Serena sbuffa e si porta le mani ai fianchi distogliendo lo sguardo da me:
-Soltanto... Mi scoccia dover litigare con Valter a causa tua.-
-Non voglio che questo accada e farò di tutto per impedirlo- alle mie parole, mia sorella incrocia le braccia sotto il seno evidentemente incapace di stare ferma:

-Arrivi tardi, perché se tu sei qui, è stato proprio a seguito dell'ennesima sfuriata di Valter: se lui si fosse stato zitto, probabilmente, non saresti qui, ma io non mi faccio mettere i piedi in testa da nessuno, neanche da mio marito. Come lui, detesto l'idea di averti qui, di farti stare così a contatto con i nostri figli: sono piccoli e suggestionabili, quindi sei pregato di tacere sulle tue perversioni, di usare un linguaggio adeguato in loro presenza e, soprattutto, non ti azzardare a far venire qui quel delinquente del tuo ex!-

Rimango in silenzio impossibilitato a parlare: ho un groppo così grande che mi stringe la gola, da temere di soffocare da un momento all'altro.

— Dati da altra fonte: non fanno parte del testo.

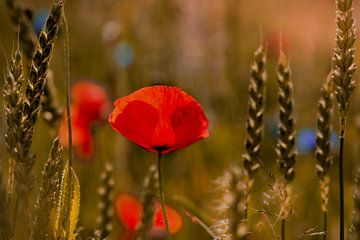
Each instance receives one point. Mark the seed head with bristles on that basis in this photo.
(21, 18)
(42, 226)
(33, 92)
(285, 148)
(344, 66)
(254, 121)
(104, 225)
(323, 138)
(355, 227)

Non mi ha detto nulla di nuovo, intendiamoci, ma soffro già così tanto per il tradimento di Saverio e la fine della nostra relazione, che le sue parole finiscono per rivestirsi di nuove emozioni, o quanto meno, emozioni che con il tempo avevo imparato ad accettare, come punizione per quello che sono, tirando avanti consapevole del disprezzo che la mia famiglia nutre nei miei confronti.

Ma adesso fa male, fa dannatamente male, come all'inizio del mio coming out e forse, persino più di allora: ho bisogno della mia famiglia, ho bisogno di un po' di comprensione, ho bisogno di un po' di amore...

Anche se sono consapevole di non meritarlo, mi sarebbe bastato un silenzio: senza false parole di conforto, senza ulteriori pugnalate al cuore...

Abbasso lo sguardo con l'intenzione di nasconderle le lacrime che hanno iniziato a farmi bruciare gli occhi, come spilli conficcati dentro di essi ed annuisco piano, senza aggiungere altro.

-Bene, adesso devo andare a lavoro. Se il telefono di casa squilla, non rispondere: l'unica che chiama qui è la mamma e le verrebbe un infarto se le rispondessi, senza contare che me la farebbe pagare cara e non la smetterebbe più di lamentarsi- intravedo i piedi di Serena muoversi in direzione della porta di ingresso: -Se torna Valter prima di me, chiuditi nella stanza degli ospiti e non uscire da lì sino al mio ritorno. Non parlare da solo con i bambini, non restare da solo con loro in qualche stanza altrimenti Valter ti butta fuori di casa a calci ed io, sia ben chiaro, non farò nulla per contrastarlo. Adesso vado: non curiosare, non metterti a spostare cose e non fare casini. Ci vediamo stasera-

E chiude la porta sbattendosela violentemente alle spalle.

Non si è neanche accorta che avevo smesso di trattenere le lacrime.